Le 19 novembre 1968, le lieutenant Moussa Traoré renversait le président Modibo Keïta. Le Mali venait de connaître son premier coup d’Etat. L’événement fut différemment perçu. Il ne saurait en être autrement si l’on retient que l’homme qui venait de perdre le pouvoir avait ses inconditionnels dont certains militants de son parti.
Leur point de vue peut être mis en parallèle avec celui, des économistes et des historiens. Un recoupement, à partir d’appréciations divergentes, permettra de se faire une idée de la manière dont, en définitive, l’événement fut accueilli par le peuple malien.
D’après un militant venu tard à l’US-RDA, ce que beaucoup ignorent qui en ont fait, à tort, un proche collaborateur de Modibo Keïta : Le 19 Novembre 1968, un groupe de quatorze officiers subalternes perpétrait un Coup d’Etat militaire au Mali.
Ce groupe d’officiers subalternes avait ainsi choisi de renverser le régime démocratique et populaire, mis en place par l’Union Soudanaise RDA et animé par toutes les forces vives de la nation, le régime dirigé par le Président Modibo Kéïta, guide bien aimé du peuple Malien, homme d’Etat et patriote africain, respecté et admiré du monde, ennemi irréductible du colonialisme et du néo-colonialisme, défenseur internationalement reconnu de la Paix, de la Liberté et du Progrès des Peuples.
Ce groupe d’officiers subalternes avait choisi de tenter d’implanter un régime de dictature militaire néocolonialiste.
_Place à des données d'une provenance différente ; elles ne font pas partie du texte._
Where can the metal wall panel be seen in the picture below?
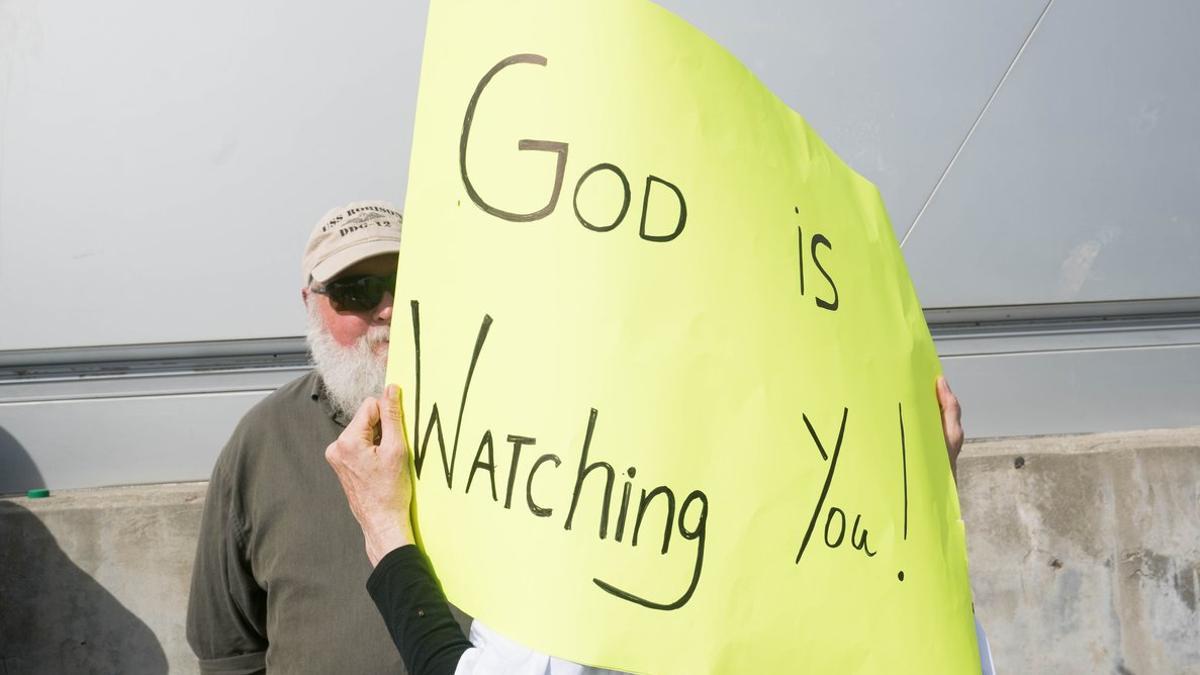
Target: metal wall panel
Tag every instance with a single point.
(160, 167)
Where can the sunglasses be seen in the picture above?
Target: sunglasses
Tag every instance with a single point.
(358, 293)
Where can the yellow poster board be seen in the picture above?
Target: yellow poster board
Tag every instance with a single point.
(669, 388)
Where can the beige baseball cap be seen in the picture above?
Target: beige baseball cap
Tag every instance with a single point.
(348, 234)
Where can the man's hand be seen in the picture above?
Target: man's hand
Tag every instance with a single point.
(371, 461)
(952, 422)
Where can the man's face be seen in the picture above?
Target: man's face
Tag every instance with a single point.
(348, 327)
(349, 347)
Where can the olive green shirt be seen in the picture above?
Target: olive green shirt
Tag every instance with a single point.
(281, 571)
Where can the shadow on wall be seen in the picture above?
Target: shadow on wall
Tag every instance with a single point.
(17, 469)
(54, 617)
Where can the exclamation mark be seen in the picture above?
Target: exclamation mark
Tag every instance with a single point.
(904, 467)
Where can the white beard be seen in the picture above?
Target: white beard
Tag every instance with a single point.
(351, 374)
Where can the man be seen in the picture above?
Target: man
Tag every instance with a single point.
(280, 578)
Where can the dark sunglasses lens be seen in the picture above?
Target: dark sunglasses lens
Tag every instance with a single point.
(359, 294)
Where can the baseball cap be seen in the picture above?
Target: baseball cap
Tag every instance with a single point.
(348, 234)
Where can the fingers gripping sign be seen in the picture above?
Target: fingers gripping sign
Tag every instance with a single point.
(371, 461)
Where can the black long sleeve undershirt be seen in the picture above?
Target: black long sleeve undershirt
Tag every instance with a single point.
(417, 613)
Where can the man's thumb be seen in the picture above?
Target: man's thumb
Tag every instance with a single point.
(391, 418)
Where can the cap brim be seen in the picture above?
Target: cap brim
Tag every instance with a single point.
(334, 264)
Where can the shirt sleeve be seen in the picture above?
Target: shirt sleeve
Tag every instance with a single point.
(226, 608)
(417, 613)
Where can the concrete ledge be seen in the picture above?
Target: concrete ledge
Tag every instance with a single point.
(1085, 550)
(1085, 557)
(96, 580)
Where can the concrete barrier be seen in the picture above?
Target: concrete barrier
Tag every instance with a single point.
(1085, 557)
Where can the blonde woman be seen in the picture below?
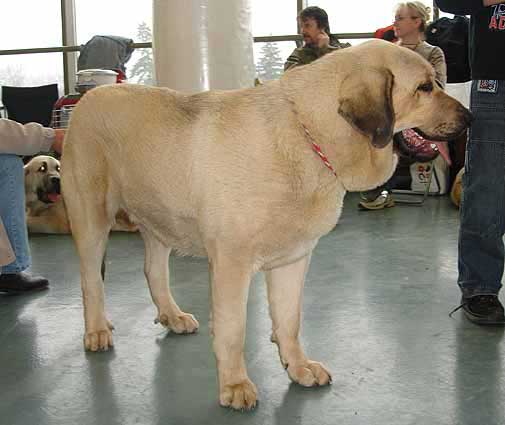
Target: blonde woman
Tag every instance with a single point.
(411, 20)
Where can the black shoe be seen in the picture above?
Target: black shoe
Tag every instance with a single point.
(483, 309)
(21, 282)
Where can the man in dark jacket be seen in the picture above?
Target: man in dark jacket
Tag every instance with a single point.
(481, 249)
(315, 30)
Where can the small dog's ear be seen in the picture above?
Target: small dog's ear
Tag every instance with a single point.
(366, 103)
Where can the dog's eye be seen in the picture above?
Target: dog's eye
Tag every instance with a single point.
(426, 87)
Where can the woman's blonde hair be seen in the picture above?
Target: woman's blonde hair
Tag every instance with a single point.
(418, 10)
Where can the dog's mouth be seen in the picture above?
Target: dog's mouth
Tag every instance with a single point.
(446, 137)
(48, 197)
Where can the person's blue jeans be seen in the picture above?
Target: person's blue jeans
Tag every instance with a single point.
(481, 250)
(12, 211)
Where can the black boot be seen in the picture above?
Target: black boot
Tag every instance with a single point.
(21, 282)
(483, 309)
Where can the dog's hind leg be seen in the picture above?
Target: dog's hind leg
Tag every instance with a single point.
(86, 201)
(230, 281)
(157, 274)
(285, 287)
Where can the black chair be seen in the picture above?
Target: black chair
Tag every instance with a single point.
(30, 104)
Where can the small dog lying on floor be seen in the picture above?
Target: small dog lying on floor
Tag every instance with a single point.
(45, 209)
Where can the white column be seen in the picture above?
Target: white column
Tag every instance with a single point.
(203, 44)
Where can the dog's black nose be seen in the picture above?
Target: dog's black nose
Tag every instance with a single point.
(55, 184)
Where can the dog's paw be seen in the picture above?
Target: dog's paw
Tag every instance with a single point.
(100, 340)
(241, 396)
(183, 323)
(310, 374)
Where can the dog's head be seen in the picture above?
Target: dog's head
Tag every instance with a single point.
(390, 88)
(42, 180)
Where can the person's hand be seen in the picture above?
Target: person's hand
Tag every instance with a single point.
(323, 40)
(59, 135)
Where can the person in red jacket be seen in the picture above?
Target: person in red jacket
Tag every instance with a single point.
(481, 250)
Il avait donc choisi de se dresser tout seul contre le Peuple ; il avait choisi de tenter d’arrêter et même de faire reculer la « Roue de l’Histoire. (Défense et illustration de l’action de l’USRDA, Bamako, Editions Populaires du Mali, 1996, page 17.)
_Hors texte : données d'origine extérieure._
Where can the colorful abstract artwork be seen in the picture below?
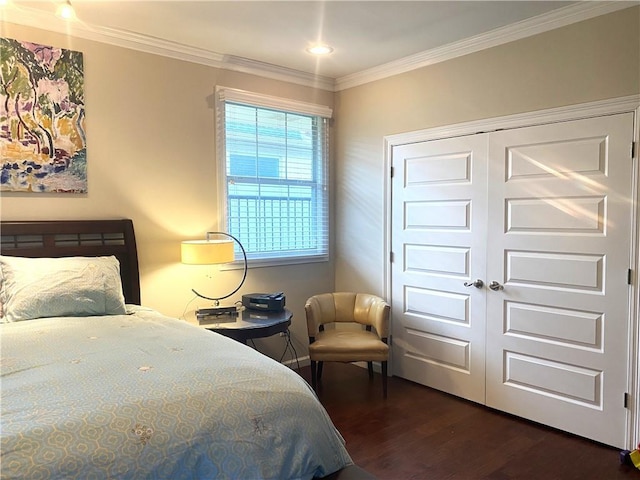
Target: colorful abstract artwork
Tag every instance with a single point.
(42, 136)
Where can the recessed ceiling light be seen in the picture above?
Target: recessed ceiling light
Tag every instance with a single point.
(320, 49)
(65, 10)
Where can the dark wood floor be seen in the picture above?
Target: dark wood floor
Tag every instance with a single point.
(420, 433)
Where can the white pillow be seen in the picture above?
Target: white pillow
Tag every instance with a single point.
(56, 287)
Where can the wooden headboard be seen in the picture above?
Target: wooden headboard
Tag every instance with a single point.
(83, 238)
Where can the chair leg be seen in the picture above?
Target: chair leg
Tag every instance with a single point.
(384, 379)
(313, 375)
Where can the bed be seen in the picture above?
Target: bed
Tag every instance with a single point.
(94, 385)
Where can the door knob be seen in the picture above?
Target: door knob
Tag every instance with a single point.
(478, 284)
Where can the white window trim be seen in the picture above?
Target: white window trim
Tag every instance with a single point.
(226, 94)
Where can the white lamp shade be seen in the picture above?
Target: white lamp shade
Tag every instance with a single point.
(205, 252)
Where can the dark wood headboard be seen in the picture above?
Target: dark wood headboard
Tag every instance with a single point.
(83, 238)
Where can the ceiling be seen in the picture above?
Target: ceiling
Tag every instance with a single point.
(364, 34)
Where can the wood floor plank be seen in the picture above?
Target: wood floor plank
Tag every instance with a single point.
(419, 433)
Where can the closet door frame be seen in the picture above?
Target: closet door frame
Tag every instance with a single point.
(541, 117)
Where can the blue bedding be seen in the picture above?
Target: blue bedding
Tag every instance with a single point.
(144, 396)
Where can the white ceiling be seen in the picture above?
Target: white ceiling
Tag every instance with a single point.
(365, 34)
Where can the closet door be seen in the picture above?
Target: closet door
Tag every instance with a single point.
(439, 245)
(559, 246)
(542, 215)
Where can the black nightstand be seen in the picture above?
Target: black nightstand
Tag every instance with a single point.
(249, 324)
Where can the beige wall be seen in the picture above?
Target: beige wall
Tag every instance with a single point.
(151, 148)
(591, 60)
(151, 158)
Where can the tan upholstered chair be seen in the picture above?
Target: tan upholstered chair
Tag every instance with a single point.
(366, 344)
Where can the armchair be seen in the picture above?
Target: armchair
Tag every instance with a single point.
(366, 344)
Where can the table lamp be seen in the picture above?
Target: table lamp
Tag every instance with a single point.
(216, 248)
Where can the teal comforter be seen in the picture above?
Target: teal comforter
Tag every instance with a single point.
(143, 396)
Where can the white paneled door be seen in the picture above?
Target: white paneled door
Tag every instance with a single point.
(542, 216)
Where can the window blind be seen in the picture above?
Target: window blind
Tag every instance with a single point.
(276, 176)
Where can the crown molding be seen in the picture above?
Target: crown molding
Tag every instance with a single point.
(31, 17)
(526, 28)
(35, 18)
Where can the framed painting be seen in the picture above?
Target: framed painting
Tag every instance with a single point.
(42, 135)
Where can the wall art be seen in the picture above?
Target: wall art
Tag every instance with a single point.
(42, 136)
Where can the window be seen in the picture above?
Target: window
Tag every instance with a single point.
(274, 154)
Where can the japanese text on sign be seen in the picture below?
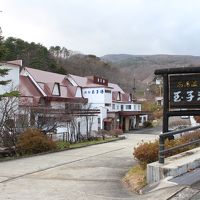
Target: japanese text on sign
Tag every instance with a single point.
(185, 91)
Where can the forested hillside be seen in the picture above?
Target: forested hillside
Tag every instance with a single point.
(143, 66)
(61, 60)
(120, 68)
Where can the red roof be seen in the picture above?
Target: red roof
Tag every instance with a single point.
(27, 88)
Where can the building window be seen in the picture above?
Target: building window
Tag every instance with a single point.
(107, 91)
(99, 120)
(113, 106)
(119, 96)
(128, 107)
(56, 89)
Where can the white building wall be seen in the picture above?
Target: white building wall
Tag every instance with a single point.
(78, 92)
(57, 105)
(13, 75)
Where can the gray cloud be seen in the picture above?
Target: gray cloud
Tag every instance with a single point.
(106, 26)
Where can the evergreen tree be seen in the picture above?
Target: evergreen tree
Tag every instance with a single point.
(2, 47)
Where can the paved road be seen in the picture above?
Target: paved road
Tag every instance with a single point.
(89, 173)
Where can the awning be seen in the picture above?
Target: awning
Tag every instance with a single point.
(108, 120)
(133, 113)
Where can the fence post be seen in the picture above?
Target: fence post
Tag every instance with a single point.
(161, 148)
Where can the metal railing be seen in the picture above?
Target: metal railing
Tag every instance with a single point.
(166, 135)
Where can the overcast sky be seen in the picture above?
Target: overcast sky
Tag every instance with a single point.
(106, 26)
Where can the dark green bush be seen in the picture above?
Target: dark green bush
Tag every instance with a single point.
(147, 124)
(33, 141)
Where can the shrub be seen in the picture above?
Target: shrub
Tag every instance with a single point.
(147, 124)
(33, 141)
(146, 152)
(62, 145)
(115, 132)
(103, 133)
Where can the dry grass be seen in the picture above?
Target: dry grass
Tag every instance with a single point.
(135, 179)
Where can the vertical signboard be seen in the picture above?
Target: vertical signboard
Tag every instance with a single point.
(184, 91)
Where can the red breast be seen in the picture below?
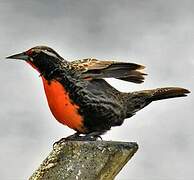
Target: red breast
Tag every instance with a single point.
(61, 105)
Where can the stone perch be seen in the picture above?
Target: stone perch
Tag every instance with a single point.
(85, 160)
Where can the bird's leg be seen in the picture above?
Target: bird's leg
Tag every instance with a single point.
(93, 136)
(73, 137)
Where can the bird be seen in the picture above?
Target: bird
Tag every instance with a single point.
(80, 97)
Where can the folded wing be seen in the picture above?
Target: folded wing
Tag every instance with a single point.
(95, 69)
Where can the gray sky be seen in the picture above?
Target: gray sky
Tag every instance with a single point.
(156, 33)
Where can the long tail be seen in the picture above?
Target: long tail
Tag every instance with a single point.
(139, 99)
(167, 92)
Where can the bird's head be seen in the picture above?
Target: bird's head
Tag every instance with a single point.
(42, 58)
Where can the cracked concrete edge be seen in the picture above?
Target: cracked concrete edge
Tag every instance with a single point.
(85, 160)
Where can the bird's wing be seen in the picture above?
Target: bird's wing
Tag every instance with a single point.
(95, 69)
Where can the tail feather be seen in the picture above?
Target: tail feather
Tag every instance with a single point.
(168, 92)
(139, 99)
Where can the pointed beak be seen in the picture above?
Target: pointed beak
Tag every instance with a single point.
(22, 56)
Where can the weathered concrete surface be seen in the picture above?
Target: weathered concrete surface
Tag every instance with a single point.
(85, 160)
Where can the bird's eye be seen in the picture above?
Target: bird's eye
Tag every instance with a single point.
(29, 52)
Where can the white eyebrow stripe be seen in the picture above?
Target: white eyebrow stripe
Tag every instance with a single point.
(49, 53)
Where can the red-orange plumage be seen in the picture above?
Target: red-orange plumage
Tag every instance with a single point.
(61, 106)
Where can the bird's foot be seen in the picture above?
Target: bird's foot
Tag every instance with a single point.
(77, 137)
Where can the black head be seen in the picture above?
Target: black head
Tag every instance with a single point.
(42, 58)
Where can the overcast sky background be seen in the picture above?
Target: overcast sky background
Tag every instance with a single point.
(156, 33)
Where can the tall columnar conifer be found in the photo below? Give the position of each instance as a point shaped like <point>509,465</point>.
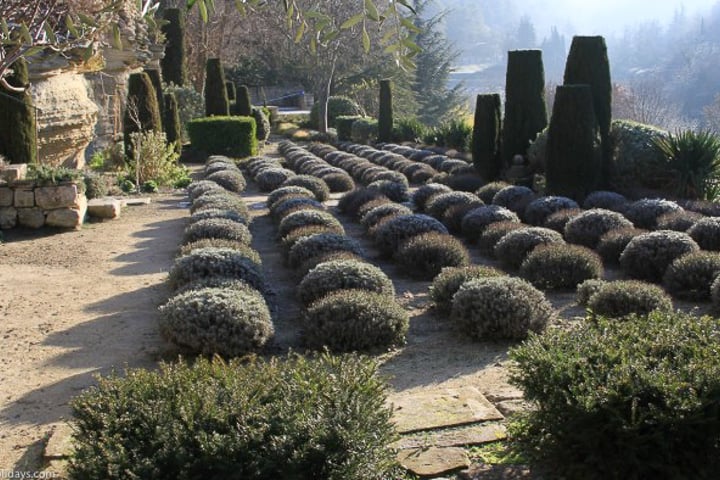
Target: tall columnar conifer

Une telle perception est-elle conforme à la réalité ? L’économiste Amadou Tiégoué Ouattara ne répond pas à la question, mais porte sur le même événement un autre regard : Le régime mis en place par l’Union Soudanaise RDA (…) dirigé par le président Modibo Kéïta, n’avait plus d’assises populaires, plus de prise sur les faits. Face à ce qui se passe en cette « journée du 19 novembre 1968, (…) personne ne se sent vraiment habilité à prendre une position au nom du Parti et du régime. Les nouvelles structures (CNDR, Délégation législative) reposent sur un centralisme sans démocratie. Et chacun attend les instructions du sommet, mais celui-ci n’est plus en mesure de s’exprimer (…) En tout cas, (l’) action (de l’armée) qui n’est pas dépourvue de courage parce qu’elle pouvait échouer et conduire ses auteurs à une disparition certaine reçoit l’approbation populaire. La preuve de la fragilité des institutions est faite. (Le Destin du socialisme malien, Editions Imprimerie du Mali, Bamako, 1978, page 257)
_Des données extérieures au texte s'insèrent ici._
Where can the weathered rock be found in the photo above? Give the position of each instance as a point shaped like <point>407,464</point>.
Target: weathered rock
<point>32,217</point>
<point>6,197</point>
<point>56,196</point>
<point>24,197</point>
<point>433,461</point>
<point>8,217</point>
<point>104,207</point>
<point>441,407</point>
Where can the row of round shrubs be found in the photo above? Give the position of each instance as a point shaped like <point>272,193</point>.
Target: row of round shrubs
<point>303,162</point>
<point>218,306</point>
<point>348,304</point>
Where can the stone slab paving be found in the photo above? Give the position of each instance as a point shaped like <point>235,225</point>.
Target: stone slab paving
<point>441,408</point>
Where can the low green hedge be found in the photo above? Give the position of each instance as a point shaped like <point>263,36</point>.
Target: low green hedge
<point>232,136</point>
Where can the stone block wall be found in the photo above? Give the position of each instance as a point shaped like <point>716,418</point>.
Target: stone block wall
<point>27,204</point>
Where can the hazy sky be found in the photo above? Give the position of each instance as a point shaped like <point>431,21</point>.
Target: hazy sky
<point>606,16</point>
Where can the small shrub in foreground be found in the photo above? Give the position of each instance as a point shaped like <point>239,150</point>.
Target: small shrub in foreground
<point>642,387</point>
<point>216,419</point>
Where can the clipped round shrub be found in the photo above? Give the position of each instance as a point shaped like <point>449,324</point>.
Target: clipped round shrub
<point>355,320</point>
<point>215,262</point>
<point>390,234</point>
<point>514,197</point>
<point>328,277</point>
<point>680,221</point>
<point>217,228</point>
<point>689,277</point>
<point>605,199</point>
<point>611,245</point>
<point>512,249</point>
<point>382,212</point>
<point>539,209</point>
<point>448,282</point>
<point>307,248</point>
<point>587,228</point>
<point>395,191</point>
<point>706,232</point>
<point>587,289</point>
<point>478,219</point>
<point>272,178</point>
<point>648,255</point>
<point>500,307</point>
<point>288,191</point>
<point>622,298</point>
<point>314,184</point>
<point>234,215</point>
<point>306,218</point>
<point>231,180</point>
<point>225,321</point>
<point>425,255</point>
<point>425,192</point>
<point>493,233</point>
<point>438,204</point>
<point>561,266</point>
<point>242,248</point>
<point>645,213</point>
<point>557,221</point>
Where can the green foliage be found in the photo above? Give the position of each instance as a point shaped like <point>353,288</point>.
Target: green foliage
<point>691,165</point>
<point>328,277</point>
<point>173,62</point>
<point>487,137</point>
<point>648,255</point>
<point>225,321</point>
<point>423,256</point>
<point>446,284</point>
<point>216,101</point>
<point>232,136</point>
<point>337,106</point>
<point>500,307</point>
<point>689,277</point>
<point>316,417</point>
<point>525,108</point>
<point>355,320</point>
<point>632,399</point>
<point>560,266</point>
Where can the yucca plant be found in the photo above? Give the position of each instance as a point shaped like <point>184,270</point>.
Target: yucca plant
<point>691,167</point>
Telles sont, entre autres, deux appréciations portées sur les événements du 19 novembre 1968. L’événement en a surpris plus d’un, y compris ses auteurs. A la surprise succède la liesse populaire ; l’historienne Bintou Sanankoua témoigne : Les clameurs, qui s’élèvent jusqu’aux hauteurs des collines qui entourent la capitale, les messages de félicitations qui viennent déjà à 15 h 30 des Régions les plus reculées du pays pour approuver les promoteurs du coup d’Etat traduit la profondeur du ressentiment du peuple. (La Chute de Modibo Keïta. Editions Chaka, Paris, page 257)
Et son collègue Modibo Diagouraga de conclure : « Tout s’est donc bien passé pas de résistance, pas d’effusion de sang. Et la vie continue ». (Modibo Keïta. Un destin. Editions Kartahala, Paris, 1992, page 136).
C’était, il y a quarante-neuf ans, presque un demi-siècle. L’événement est historique et l’histoire n’est pas une science exacte ; d’où les divergences d’interprétations.